Add a [x] entry under "Next steps from testing" in tasks.md (mirroring the NS-07 style — one line + a short "As shipped" note) describing the always-on/intermittent host mode: always_on column (default on), offline-alert suppression + 7-day staleness alert for intermittent hosts, settle-then-catch-up on reconnect, and the asleep UI + 24×7 chip + presence toggle.

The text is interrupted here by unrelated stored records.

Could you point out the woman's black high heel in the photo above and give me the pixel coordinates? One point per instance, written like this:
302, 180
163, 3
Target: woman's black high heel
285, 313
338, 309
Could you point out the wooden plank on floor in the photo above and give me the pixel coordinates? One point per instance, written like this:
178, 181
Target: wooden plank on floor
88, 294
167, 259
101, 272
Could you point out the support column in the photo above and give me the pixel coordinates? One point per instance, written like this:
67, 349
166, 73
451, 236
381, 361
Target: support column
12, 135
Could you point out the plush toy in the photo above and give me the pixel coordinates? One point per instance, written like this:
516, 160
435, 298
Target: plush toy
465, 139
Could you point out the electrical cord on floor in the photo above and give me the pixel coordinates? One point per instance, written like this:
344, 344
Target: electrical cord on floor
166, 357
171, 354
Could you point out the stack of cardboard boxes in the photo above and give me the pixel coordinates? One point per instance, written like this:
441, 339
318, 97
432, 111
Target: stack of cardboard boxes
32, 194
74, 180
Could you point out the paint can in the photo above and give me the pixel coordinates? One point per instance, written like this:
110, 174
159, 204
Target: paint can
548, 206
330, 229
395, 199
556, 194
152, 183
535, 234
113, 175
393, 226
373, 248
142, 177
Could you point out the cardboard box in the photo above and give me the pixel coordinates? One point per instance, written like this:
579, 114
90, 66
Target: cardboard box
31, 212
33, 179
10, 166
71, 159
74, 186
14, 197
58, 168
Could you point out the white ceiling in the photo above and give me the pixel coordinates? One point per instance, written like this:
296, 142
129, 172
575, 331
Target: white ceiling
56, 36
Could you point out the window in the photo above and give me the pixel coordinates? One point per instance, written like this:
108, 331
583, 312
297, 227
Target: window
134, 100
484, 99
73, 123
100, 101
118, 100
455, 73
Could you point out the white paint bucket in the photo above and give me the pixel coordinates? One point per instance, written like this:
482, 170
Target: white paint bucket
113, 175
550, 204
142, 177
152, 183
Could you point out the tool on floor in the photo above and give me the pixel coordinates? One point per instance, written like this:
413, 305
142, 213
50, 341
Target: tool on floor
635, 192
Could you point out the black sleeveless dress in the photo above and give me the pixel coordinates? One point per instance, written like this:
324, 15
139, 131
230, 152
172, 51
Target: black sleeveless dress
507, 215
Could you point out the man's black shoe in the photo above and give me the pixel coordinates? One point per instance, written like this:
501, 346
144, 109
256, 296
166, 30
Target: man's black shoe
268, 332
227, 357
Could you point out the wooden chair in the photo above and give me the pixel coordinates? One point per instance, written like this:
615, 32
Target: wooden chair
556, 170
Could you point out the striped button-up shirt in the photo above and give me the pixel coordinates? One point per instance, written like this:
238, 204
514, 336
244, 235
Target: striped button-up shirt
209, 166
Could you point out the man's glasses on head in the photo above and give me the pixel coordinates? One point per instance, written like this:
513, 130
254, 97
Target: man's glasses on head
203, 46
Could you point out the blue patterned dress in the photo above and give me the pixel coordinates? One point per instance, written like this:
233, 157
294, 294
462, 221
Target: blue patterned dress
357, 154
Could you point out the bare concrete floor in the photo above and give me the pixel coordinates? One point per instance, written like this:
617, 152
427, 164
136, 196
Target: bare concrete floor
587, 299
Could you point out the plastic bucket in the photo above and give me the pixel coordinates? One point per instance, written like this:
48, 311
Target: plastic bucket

  • Step 2: Full verification
go vet ./...
go test ./...

Expected: vet clean, all tests green.

  • Step 3: Commit
git add tasks.md
git commit -m "docs(tasks): record always-on/intermittent host mode"

Self-Review notes

  • Spec coverage: §1 data model → Task 1. §2 mechanics unchanged → no task needed (verified untouched). §3 alerts (suppress offline, staleness, resolve-on-backup, resolve-on-toggle) → Task 4 + Task 5 Step 1. §4 catch-up (arm on hello, settle, per-schedule overdue, dispatch, guards) → Tasks 2-3. §5 UI (dot-asleep, asleep text, 24×7 chip, toggle) → Task 6. Testing → tests in Tasks 1-5. Out-of-scope items respected (global 7d const, reconnect-only, no agent-side cron, always-on stale_schedule untouched).
  • Type consistency: scheduleOverdue(cronExpr string, *time.Time, time.Time) bool, ArmCatchup(hostID string, now time.Time), RunCatchupsDue(ctx), SetHostAlwaysOn(ctx, hostID, bool), ResolveOnModeChange(ctx, hostID, when), Host.AlwaysOn bool — used consistently across tasks.
  • No invented store methods: all store.* calls (GetHost, ListSchedulesByHost, GetSourceGroup, SetHostLastBackup, ListAlerts, AppendAudit, dispatchBackupForGroupCore, Hub.Conn/Connected) exist in the current tree; SetHostAlwaysOn is the only new one and is defined in Task 1.
  • Test helper caveat: the alert and HTTP handler tests reference package-local helpers (newTestEngine, newUITestServer, etc.) that must be matched to the real names in existing _test.go files at implementation time — flagged inline in each task.